The film begins with a prologue set on Halloween night 1963 in the small town of Haddonsville, Illinois and shows how a 15-year old babysitter Judith Meyers gets stabbed to death by a masked killer later revealed to be her 6-year old brother Michael. The child killer spends next fifteen years in psychiatric institution until escaping shortly before Halloween night 1978. Dr. Loomis (played by Donald Pleasance), psychiatrist who was unsuccessfully treating Malcolm, is convinced that his patient will return to his home town in order to kill again. While he tries to track him down and stop three female high school students in Haddonsville – Annie Brackett (played by Nancy Kyes), Lynda Van der Klok (played by P. J. Soles) and Laurie Strode (played by Jamie Lee Curtis) – are preparing to spend next Halloween night unaware that they are stalked by determined masked killer.

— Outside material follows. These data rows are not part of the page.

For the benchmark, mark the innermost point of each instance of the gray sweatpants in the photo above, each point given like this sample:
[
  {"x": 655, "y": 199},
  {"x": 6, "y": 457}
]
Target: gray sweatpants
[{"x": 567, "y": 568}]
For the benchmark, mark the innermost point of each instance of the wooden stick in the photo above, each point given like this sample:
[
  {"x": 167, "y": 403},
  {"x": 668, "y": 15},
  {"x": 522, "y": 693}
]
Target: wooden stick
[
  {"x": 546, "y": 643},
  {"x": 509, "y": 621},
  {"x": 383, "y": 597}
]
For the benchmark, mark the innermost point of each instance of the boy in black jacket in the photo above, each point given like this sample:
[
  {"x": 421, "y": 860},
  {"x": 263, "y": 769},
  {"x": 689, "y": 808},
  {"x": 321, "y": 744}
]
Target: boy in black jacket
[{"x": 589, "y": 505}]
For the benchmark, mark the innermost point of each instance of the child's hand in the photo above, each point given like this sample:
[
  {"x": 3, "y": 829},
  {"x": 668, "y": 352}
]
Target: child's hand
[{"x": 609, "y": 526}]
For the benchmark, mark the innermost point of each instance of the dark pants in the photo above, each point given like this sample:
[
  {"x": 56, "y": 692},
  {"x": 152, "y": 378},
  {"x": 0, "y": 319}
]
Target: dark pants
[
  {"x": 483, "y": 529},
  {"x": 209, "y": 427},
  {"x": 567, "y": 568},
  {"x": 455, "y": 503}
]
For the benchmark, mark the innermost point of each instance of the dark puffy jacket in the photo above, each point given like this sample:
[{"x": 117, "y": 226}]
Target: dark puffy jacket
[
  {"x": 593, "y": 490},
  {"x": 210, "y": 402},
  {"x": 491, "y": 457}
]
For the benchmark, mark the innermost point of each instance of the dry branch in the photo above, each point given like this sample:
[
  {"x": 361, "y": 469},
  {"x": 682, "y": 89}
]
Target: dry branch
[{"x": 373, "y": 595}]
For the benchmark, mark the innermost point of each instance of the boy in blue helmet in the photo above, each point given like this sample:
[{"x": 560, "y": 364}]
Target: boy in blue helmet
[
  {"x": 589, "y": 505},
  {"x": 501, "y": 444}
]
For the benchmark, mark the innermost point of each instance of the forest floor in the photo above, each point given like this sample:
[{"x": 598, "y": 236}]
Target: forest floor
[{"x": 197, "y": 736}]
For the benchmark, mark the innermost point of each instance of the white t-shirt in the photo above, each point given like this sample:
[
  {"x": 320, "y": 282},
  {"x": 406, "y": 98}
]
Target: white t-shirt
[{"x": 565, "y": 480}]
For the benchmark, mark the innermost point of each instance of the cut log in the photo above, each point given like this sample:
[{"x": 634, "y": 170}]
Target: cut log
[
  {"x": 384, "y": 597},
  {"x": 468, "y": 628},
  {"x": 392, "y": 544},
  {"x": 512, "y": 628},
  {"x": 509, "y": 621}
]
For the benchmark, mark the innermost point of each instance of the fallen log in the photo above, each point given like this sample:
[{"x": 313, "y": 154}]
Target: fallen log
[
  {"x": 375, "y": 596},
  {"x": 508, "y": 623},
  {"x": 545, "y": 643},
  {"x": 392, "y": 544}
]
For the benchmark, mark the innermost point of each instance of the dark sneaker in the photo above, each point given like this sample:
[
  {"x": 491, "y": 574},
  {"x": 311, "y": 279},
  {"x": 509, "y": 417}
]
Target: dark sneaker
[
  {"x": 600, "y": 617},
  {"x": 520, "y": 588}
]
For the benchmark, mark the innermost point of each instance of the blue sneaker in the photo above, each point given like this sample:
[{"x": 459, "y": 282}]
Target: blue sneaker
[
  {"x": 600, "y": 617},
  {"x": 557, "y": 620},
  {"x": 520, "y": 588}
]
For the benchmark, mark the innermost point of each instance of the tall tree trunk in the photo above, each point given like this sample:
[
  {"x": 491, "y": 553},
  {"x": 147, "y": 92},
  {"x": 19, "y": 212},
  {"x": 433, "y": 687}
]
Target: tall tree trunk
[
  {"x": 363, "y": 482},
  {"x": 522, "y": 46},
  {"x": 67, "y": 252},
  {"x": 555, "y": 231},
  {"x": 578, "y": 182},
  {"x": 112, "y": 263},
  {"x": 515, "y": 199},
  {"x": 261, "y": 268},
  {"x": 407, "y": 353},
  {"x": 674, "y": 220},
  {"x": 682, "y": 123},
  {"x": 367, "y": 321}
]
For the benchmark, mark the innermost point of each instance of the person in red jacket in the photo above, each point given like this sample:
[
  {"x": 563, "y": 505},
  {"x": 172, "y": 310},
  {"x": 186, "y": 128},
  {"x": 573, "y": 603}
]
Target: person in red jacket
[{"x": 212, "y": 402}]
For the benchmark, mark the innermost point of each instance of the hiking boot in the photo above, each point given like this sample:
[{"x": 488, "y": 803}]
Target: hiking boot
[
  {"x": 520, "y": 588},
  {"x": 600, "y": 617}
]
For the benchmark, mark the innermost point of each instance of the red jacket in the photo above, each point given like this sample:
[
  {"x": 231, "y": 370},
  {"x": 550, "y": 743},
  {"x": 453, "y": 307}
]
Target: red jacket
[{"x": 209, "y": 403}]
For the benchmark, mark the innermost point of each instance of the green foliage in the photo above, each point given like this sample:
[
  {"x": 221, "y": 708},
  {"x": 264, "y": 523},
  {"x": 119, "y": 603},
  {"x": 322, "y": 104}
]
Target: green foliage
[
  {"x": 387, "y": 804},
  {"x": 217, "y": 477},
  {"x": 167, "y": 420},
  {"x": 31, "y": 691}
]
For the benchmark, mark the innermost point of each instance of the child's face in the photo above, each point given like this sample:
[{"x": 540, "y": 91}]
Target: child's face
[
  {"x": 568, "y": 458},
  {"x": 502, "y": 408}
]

Even those viewers who care little about horror genre are going to be impressed by the film making skills employed by John Carpenter in Halloween. Faced with low budget, he has shown great ingenuity, but also great discipline and care about every dollar spent. Film is tightly edited into 90 minutes, and almost every shot and every scene is painstakingly shot, staged and directed. Carpenter makes another important contribution with his memorable musical score which, despite being monotonous on its own, adds a lot to the atmosphere of dread. Despite Halloween being clear example of “slasher film”, the body count is limited and the violence less explicit in comparison with later films of the same subgenre. Carpenter has obviously taken lessons from Hitchock and he creates feeling of fear and unease through suspense rather than shocks; there are many examples for that in scenes when Meyers’ victims share the same shot with Meyers unaware of his presence.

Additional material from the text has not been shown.